Westborough, MA. (June 27, 2018) – BJ's Wholesale Club Holdings, Inc. ("BJ's") today announced the pricing of its initial public offering of 37,500,000 shares of its common stock, at a public offering price of $17.00 per share. The company has granted the underwriters a 30-day option to purchase up to an additional 5,625,000 shares of common stock. Shares of the company's common stock are expected to begin trading on the New York Stock Exchange on June 28, 2018 under the ticker symbol "BJ". The offering is expected to close on July 2, 2018, subject to satisfaction of customary closing conditions.

BofA Merrill Lynch, Deutsche Bank Securities, Goldman Sachs & Co. LLC, and J.P. Morgan are serving as joint lead book-running managers and as representatives of the underwriters for the proposed offering.
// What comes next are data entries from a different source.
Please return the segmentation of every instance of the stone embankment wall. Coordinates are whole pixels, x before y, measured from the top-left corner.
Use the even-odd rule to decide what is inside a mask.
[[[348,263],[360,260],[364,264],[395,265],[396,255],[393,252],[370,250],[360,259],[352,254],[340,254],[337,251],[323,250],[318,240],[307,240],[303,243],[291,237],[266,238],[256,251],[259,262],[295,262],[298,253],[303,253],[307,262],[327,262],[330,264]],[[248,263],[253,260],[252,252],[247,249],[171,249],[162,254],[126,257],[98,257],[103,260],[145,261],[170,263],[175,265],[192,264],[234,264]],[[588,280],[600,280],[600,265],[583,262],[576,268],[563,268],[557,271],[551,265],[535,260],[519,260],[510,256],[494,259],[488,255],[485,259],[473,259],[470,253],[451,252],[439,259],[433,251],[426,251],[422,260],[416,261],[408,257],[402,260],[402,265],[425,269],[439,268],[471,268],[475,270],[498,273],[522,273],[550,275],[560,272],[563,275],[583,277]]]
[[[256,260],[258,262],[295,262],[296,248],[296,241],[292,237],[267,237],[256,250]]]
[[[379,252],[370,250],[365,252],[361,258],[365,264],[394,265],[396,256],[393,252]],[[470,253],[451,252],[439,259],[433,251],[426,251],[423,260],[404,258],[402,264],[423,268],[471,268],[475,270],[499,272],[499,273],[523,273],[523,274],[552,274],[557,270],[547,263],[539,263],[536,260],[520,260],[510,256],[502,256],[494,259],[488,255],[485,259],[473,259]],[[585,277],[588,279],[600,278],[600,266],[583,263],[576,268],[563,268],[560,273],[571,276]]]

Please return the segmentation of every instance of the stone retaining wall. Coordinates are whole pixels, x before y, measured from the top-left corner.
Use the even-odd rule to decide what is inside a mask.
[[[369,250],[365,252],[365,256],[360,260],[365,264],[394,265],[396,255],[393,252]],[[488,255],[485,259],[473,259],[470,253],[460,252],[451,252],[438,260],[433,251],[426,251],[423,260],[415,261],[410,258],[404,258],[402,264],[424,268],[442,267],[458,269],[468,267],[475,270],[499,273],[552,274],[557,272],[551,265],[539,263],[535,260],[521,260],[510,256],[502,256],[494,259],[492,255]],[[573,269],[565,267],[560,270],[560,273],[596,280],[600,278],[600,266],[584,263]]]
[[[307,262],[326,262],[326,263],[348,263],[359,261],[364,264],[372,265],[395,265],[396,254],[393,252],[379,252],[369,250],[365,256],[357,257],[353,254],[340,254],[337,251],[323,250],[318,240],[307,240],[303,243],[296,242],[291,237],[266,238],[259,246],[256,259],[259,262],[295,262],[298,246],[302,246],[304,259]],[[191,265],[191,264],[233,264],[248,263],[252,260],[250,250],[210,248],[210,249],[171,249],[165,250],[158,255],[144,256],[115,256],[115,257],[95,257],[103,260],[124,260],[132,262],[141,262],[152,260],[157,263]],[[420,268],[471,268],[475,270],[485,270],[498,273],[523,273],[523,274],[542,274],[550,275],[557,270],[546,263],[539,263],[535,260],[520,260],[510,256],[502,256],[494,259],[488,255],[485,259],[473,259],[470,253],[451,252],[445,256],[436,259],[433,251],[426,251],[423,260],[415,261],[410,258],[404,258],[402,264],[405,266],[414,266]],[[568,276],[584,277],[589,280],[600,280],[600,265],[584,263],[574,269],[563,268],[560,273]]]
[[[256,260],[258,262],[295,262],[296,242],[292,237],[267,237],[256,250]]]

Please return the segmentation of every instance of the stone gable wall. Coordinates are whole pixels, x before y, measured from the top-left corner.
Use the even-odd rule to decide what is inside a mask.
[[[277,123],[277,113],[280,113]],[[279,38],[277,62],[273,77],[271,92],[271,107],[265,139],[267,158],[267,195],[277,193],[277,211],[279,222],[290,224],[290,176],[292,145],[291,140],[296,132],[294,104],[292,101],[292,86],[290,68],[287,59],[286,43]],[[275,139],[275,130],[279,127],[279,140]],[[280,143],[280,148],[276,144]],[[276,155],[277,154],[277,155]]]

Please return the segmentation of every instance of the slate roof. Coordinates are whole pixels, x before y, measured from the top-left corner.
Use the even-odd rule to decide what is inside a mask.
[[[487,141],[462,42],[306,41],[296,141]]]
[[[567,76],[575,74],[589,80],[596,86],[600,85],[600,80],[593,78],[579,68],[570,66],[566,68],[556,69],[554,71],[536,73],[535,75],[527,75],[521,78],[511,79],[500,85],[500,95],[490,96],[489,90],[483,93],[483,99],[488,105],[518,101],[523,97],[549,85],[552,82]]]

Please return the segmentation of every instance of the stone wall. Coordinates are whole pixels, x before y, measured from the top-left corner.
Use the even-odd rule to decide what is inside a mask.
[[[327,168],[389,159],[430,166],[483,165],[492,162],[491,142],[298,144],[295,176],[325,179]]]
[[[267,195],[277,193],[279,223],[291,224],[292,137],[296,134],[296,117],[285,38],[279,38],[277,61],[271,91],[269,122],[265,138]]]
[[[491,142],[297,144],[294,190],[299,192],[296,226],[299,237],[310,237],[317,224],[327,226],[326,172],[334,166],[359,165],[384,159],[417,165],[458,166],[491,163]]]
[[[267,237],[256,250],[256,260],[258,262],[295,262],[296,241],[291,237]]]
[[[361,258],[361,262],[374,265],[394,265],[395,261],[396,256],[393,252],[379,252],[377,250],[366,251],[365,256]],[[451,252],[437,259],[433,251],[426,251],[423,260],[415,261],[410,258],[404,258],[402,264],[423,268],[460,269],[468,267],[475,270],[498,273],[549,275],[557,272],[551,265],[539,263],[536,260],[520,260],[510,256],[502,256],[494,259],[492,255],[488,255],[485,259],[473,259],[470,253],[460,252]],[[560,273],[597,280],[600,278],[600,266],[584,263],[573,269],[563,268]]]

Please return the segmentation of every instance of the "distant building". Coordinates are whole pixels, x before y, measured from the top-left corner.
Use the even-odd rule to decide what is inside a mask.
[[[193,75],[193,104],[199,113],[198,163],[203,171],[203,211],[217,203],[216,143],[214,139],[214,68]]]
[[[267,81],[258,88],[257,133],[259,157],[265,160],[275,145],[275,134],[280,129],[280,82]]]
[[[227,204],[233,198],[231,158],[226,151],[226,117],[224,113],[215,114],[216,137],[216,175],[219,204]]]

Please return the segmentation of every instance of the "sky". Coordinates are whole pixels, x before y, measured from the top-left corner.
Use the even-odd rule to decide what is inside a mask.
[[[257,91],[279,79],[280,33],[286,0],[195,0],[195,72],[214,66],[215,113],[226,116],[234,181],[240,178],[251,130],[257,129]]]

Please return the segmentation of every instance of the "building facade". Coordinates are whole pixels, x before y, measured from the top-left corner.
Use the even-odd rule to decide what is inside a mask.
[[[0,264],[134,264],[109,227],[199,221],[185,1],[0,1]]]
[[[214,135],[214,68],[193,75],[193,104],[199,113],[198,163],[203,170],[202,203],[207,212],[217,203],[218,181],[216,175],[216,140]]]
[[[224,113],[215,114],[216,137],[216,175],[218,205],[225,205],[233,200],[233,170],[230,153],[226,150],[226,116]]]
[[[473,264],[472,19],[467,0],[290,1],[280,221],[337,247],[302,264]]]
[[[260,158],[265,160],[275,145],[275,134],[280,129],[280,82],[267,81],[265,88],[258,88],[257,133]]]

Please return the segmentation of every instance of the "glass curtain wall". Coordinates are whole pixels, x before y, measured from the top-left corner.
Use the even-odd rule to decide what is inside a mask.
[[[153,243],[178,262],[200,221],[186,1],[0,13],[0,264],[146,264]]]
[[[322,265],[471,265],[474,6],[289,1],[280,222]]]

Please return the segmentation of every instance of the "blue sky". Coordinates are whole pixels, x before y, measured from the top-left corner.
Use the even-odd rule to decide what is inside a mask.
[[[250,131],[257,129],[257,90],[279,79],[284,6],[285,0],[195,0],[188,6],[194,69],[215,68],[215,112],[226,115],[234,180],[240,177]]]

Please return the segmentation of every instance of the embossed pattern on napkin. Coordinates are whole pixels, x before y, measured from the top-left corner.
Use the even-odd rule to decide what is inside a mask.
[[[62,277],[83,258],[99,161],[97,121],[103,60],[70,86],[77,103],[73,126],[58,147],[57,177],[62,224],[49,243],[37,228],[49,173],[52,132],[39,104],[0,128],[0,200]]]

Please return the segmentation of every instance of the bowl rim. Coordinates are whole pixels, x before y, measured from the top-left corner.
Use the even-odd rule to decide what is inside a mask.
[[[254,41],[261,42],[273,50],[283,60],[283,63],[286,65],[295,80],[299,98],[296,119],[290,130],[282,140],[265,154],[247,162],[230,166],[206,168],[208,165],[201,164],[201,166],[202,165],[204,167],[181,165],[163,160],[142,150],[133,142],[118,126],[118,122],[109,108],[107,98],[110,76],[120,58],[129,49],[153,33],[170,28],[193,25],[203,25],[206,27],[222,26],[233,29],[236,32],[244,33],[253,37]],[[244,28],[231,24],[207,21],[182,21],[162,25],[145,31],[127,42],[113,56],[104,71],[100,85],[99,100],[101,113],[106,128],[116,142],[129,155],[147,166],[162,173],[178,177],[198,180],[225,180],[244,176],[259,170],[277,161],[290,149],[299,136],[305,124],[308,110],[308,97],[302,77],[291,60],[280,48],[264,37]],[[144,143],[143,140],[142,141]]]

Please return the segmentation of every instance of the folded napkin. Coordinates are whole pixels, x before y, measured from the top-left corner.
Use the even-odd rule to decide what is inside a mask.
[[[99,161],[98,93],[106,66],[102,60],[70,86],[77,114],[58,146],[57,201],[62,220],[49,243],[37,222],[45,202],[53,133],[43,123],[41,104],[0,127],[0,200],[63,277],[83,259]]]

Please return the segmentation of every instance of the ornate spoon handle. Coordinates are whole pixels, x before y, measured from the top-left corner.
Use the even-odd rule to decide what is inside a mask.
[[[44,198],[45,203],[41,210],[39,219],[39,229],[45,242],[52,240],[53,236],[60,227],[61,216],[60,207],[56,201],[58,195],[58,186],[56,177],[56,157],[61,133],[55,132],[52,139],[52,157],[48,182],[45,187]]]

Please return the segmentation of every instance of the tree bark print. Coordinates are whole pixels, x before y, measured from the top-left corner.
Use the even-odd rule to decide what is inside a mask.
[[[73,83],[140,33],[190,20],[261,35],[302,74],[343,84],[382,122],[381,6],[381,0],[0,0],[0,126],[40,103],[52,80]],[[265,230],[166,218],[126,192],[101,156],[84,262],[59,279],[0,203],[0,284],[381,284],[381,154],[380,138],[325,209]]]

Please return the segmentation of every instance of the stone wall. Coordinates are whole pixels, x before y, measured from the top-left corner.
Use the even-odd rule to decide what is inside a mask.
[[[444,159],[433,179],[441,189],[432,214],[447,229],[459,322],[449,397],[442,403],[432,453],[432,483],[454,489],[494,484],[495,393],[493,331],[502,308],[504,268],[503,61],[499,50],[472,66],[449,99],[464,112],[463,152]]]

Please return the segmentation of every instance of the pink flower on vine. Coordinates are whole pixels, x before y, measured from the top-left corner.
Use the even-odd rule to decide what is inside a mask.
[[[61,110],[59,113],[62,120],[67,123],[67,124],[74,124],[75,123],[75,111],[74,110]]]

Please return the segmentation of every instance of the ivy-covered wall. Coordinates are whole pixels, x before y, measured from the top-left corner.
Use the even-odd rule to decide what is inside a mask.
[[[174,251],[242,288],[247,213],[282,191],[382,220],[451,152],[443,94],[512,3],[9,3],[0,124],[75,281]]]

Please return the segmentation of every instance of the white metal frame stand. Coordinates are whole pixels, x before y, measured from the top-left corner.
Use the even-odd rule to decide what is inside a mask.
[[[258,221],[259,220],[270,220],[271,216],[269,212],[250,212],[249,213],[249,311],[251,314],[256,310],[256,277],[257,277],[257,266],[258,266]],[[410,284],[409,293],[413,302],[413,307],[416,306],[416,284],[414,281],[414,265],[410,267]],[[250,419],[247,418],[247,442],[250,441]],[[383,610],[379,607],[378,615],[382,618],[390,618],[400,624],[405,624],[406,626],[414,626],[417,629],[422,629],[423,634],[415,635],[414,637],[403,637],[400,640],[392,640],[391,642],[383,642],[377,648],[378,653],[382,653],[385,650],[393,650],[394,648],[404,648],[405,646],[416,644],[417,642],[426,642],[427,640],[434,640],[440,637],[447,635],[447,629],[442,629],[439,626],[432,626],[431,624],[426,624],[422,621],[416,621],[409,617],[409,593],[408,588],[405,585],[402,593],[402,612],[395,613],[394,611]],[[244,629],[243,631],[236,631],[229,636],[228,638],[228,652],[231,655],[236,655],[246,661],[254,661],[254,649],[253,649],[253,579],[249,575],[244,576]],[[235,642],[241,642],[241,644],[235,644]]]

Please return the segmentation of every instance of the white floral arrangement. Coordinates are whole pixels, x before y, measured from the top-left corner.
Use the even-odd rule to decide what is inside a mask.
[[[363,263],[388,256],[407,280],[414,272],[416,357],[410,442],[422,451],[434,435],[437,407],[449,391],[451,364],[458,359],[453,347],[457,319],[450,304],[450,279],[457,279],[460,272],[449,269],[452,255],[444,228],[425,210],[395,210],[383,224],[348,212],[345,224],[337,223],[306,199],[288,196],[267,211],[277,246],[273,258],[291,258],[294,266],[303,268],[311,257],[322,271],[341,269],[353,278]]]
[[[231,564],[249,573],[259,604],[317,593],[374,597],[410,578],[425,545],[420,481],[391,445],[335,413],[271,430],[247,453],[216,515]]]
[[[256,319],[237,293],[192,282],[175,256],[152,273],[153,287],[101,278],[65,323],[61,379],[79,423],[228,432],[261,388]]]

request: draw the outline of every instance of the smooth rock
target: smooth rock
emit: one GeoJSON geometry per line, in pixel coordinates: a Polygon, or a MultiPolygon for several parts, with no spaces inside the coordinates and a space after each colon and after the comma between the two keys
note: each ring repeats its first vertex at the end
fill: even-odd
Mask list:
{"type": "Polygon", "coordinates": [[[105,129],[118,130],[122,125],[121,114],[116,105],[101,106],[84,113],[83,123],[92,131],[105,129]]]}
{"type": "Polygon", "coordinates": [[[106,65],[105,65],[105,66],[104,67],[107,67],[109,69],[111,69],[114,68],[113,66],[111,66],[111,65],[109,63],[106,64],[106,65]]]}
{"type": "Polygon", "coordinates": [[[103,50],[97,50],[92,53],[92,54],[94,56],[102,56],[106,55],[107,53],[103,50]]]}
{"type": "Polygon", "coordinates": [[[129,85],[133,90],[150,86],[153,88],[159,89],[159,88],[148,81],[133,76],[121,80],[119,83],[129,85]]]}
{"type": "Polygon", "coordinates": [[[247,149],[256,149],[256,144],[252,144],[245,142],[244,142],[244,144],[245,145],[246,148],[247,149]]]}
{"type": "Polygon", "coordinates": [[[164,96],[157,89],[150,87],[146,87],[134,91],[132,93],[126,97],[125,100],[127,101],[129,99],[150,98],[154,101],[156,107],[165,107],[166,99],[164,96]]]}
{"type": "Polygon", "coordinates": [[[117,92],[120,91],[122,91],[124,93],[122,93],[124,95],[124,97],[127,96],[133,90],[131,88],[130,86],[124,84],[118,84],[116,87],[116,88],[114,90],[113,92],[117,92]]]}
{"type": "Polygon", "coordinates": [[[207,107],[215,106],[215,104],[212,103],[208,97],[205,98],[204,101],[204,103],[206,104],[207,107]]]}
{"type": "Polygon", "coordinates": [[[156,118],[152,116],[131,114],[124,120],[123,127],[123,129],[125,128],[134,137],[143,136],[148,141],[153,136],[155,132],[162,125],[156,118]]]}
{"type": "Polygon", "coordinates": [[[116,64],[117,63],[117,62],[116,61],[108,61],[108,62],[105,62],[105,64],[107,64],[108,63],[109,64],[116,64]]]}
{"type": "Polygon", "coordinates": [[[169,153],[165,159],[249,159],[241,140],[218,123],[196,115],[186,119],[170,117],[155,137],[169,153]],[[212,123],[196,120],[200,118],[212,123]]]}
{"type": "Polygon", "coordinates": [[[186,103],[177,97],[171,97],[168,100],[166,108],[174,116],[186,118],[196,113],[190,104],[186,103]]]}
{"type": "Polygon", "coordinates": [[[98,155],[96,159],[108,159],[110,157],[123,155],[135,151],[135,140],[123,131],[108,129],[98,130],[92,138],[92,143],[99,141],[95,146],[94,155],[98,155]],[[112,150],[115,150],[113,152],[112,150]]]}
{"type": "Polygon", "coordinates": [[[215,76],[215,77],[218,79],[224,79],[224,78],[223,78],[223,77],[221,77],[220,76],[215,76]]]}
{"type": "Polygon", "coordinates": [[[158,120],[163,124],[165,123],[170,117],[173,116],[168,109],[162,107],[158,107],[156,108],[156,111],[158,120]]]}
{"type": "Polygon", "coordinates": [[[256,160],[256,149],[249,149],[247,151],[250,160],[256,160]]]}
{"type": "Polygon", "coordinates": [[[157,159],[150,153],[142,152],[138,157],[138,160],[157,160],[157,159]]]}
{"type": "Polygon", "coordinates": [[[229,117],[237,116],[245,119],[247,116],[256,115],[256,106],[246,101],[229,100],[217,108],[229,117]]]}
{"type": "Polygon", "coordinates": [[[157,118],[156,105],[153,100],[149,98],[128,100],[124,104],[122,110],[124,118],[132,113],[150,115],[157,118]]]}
Morgan Stanley, Citigroup, Jefferies and Wells Fargo Securities are also serving as book-running managers for the proposed offering. Nomura, Baird, Guggenheim Securities, Natixis, William Blair and Siebert Cisneros Shank & Co., L.L.C. are serving as co-managers for the proposed offering.

The proposed offering will be made only by means of a prospectus. A copy of the final prospectus relating to the proposed offering, when available, may be obtained from any of the following sources:

  • Merrill Lynch, Pierce, Fenner & Smith Incorporated, Attention: Prospectus Department, 200 North College Street, 3rd Floor, Charlotte, NC 28255-0001, or via email: [email protected]; or
  • Deutsche Bank Securities Inc., Attention: Prospectus Department, 60 Wall Street, New York, NY 10005, via telephone: 1-800-503-4611 or via email: [email protected]; or
  • Goldman Sachs & Co. LLC, Attention: Prospectus Department, 200 West Street, New York, New York 10282, via telephone: 1-866-471-2526, or via email: [email protected]; or
  • J.P. Morgan Securities LLC, Attention: Prospectus Department, 1155 Long Island Avenue, Edgewood, NY 11717, or via telephone: 1-866-803-9204.

A registration statement relating to these securities was declared effective by the Securities and Exchange Commission.

This press release shall not constitute an offer to sell or the solicitation of an offer to buy nor shall there be any sale of these securities in any state or jurisdiction in which such offer, solicitation or sale would be unlawful prior to registration or qualification under the securities laws of any such state or jurisdiction.